Et ça… ça change tout ! Fini le modèle « matière première contre visibilité ». Place à la coopération gagnant-gagnant. Cela implique que les clubs européens cessent de piller sans retour. Que les fédérations nouent de vrais partenariats. Que les talents puissent choisir leur trajectoire sans trahir leur continent. Et cela peut déjà se voir à travers certains actes. Des clubs européens investissent dans des académies en Afrique, en partenariat avec des structures locales. Des programmes européens financent la formation des coachs et arbitres africains, pas seulement des joueurs. Des fédérations collaborent à des projets de recherche et d’innovation avec des universités africaines.

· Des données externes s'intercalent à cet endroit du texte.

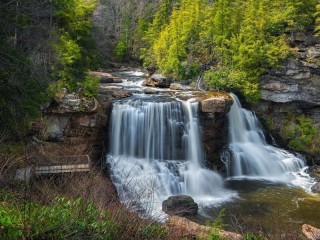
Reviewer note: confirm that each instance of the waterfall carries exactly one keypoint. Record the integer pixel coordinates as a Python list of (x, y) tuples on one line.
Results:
[(248, 153), (156, 152)]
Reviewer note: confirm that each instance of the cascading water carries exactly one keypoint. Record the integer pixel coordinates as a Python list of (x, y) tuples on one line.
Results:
[(249, 155), (156, 152)]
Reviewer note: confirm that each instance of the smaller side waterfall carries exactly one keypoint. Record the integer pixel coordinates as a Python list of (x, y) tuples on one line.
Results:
[(156, 152), (249, 155)]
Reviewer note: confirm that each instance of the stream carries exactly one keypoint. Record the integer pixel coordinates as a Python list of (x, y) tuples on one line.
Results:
[(156, 152)]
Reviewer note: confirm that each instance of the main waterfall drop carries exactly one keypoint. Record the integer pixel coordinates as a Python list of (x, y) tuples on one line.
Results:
[(249, 155), (156, 152)]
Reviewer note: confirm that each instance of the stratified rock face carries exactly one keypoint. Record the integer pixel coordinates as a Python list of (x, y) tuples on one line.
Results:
[(214, 107), (158, 80), (316, 188), (70, 114), (293, 89), (181, 205), (297, 80)]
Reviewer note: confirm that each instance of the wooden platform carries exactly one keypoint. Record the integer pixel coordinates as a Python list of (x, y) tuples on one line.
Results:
[(71, 164)]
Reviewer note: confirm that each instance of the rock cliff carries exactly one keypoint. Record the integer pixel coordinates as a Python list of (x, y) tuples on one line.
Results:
[(293, 89)]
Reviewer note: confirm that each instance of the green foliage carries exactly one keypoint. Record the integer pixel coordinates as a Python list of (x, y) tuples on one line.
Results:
[(75, 46), (240, 40), (217, 226), (22, 90), (302, 135), (253, 236), (317, 16), (64, 219), (121, 51)]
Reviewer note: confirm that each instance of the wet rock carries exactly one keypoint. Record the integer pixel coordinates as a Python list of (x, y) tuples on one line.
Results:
[(311, 232), (55, 127), (194, 230), (150, 91), (316, 188), (182, 87), (219, 104), (181, 205), (158, 80), (315, 172), (213, 109), (106, 77)]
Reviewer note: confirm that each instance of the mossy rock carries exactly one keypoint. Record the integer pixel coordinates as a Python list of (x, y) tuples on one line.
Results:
[(181, 205)]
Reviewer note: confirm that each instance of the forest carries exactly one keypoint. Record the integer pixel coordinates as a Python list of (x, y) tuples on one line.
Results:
[(48, 45), (49, 48)]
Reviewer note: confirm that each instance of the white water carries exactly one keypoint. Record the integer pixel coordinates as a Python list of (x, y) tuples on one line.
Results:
[(156, 152), (249, 155)]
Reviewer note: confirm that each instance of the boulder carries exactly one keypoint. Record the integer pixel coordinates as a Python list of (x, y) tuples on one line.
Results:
[(194, 230), (182, 87), (311, 232), (316, 188), (297, 80), (180, 205), (105, 77), (150, 91), (55, 127), (315, 172), (158, 80), (213, 109), (218, 104)]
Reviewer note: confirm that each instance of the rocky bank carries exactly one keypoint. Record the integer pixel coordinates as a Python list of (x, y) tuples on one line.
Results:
[(293, 89)]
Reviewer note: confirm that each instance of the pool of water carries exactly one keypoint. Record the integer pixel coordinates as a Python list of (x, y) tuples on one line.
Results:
[(268, 207)]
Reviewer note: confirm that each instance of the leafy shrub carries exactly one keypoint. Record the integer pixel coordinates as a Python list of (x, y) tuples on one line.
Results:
[(121, 50)]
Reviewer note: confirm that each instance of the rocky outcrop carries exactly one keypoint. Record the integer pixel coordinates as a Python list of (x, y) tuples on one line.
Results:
[(158, 80), (316, 188), (311, 232), (293, 89), (106, 77), (150, 91), (180, 205), (181, 87), (194, 230), (69, 115), (296, 81), (213, 107)]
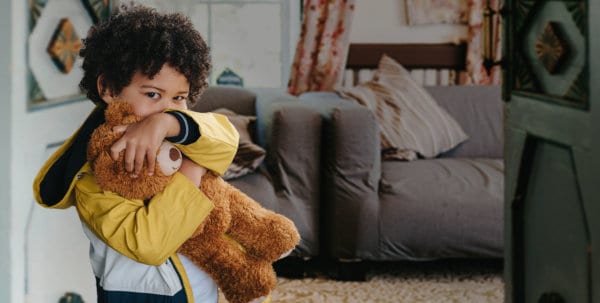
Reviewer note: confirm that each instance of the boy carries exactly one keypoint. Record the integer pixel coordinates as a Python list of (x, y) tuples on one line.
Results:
[(157, 63)]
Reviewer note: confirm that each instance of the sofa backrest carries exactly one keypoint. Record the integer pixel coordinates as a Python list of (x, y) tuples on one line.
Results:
[(479, 110), (239, 100)]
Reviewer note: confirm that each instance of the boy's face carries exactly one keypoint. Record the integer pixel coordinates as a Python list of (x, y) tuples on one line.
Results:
[(168, 89)]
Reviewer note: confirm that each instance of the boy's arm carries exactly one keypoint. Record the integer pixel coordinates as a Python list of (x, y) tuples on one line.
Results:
[(216, 143), (145, 232)]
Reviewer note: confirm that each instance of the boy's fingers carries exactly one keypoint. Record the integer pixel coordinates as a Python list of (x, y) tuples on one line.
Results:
[(116, 148), (129, 158), (138, 162), (119, 128), (151, 158)]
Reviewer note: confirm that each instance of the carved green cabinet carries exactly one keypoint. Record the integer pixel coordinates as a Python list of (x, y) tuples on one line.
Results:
[(552, 151)]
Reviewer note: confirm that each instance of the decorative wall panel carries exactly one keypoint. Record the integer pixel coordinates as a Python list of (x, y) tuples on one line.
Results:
[(56, 29), (548, 54)]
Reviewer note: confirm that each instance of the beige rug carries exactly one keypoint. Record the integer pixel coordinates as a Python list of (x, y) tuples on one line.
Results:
[(399, 283)]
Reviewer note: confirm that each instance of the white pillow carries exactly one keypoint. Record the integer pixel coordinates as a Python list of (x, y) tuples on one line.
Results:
[(410, 120)]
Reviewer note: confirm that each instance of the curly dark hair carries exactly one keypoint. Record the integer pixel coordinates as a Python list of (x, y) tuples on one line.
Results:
[(137, 38)]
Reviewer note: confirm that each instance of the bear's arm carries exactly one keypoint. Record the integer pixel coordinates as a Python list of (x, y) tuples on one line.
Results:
[(145, 232), (217, 144)]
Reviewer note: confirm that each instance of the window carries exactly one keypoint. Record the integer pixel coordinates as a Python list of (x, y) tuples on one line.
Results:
[(255, 39)]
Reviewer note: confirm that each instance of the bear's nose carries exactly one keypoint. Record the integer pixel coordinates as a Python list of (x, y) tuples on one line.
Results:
[(174, 154)]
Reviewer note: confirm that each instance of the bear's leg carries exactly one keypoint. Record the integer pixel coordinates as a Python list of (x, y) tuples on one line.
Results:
[(240, 277), (262, 232)]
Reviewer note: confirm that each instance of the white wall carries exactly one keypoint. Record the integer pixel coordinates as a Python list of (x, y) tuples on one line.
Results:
[(30, 133), (380, 21), (5, 153)]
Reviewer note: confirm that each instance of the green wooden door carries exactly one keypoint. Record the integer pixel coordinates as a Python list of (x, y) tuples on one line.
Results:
[(552, 195)]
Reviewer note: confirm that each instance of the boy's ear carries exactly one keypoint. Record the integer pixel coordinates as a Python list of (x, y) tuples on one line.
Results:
[(105, 93)]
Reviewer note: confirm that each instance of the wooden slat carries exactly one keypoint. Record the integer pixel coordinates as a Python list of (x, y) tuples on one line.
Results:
[(435, 56)]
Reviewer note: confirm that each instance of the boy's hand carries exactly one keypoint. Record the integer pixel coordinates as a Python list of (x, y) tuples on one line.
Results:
[(192, 171), (141, 141)]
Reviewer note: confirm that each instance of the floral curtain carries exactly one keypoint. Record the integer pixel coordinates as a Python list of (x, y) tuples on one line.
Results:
[(476, 73), (323, 45)]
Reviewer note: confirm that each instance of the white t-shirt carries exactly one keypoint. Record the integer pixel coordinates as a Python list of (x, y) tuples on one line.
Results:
[(203, 286)]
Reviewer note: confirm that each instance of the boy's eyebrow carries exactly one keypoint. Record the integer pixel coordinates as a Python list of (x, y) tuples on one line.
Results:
[(162, 90)]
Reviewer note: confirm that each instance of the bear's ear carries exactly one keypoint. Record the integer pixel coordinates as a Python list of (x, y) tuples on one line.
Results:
[(117, 111)]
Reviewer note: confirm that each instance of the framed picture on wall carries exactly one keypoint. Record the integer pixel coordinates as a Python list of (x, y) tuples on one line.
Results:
[(56, 30)]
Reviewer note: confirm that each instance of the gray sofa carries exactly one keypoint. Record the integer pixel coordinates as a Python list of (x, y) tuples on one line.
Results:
[(447, 207), (289, 180)]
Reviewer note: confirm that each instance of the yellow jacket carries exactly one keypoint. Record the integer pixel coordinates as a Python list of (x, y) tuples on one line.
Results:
[(148, 233)]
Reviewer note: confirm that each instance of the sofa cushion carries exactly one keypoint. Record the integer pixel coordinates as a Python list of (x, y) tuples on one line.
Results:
[(410, 120), (249, 155), (480, 112), (441, 208)]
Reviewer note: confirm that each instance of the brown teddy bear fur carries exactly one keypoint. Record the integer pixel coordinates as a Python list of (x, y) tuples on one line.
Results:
[(237, 243)]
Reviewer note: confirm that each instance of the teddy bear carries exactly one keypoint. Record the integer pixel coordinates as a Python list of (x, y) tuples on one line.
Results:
[(239, 240)]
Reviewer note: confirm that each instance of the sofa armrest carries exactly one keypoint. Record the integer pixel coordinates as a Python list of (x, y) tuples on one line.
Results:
[(293, 161), (352, 169)]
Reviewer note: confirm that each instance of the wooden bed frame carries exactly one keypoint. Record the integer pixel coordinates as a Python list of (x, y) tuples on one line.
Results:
[(430, 64)]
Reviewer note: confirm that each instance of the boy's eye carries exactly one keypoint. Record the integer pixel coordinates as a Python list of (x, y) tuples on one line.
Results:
[(153, 95)]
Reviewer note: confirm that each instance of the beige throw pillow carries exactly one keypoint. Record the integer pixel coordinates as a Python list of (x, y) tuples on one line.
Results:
[(410, 120), (249, 155)]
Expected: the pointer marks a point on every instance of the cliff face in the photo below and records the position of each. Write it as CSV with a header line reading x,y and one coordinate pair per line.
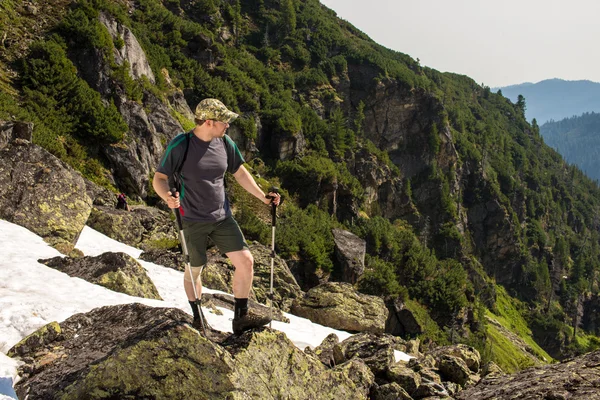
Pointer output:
x,y
397,140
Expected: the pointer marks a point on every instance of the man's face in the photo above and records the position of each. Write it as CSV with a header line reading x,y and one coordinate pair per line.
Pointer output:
x,y
220,128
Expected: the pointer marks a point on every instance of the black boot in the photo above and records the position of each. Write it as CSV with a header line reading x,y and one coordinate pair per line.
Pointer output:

Bref, l’Europe commence à comprendre que la survie de son propre modèle dépend de la vitalité du modèle africain.

Mais attention, si l’histoire nous a bien prouvé quelque chose, c’est que tout cela ne va pas sans ambiguïtés. Derrière les bonnes intentions se cache souvent une dépendance déguisée. Quand l’Europe « aide » à développer les structures sportives africaines, il faut se demander qui contrôle les données ? Qui détient les brevets ? Qui fixe les règles du jeu ?

Le danger, c’est de construire un modèle de sport africain à l’image européenne, avec ses codes, ses références et surtout ses attentes.
Et si, au fond, cette relation stratégique à travers le sport pouvait devenir un test pour d’autres domaines ? Santé, éducation, environnement…

La balle est au centre, à nous de jouer.